On 05/14/2018 02:05 PM, Jean-Baptiste Maneyrol wrote:
The purpose of this series is to implement a new timestamping mechanism
able to cope with missing and delayed interrupts.
Since our system is not real-time, there will be cases where interrupts
with higher priorities will prevent the execution of our interrupt
handler. We need to be able to deal with it and keep an accurate
timestamp for data. We will not loose data since chips have a FIFO, but
we will loose interrupt timestamps.
The main idea in this mechanism is first to validate interrupt
timestamps, and then use them to estimate the chip internal clock from
system side. For validating an interrupt timestamp, we compute the delta
time between 2 interrupts and divide it by the chip divider to come back
to the chip internal 1KHz frequency. If the value matches 1KHz by +/-
4%, we consider it to be valid. In this case, we use the interrupt
timestamps for the data and the computed interval for estimating the
chip internal frequency (doing a mean with the precedent value for a
low-pass filtering). If the value doesn't match the 4% criteria, we drop
the timestamp and we compute a new one using the precedent value and the
estimated chip frequency.
The first patches of the series are some cleanup needed for this
implementation :
* patch 1: get rid of the timestamps FIFO (was in fact useless)
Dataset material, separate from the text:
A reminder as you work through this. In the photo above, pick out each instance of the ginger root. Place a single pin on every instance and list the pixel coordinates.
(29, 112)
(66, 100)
* patch 2: replace fifo rate in Hz by the sample rate divider needed by
the timestamp mechanism. Sample rate divider is equivalent to fifo rate.
* patch 3: fix fifo count reading by ignoring incomplete datum (can happen)
* patch 4: fix fifo overflowing by using more accurate int status bit
* patch 5: the new timestamp mechanism
Martin,
any feedback from your platform where the issue appears a lot are welcome.
Thanks.
JB
I like this approach. I tested the patch series on my troubled board and
am happy to report it working nicely.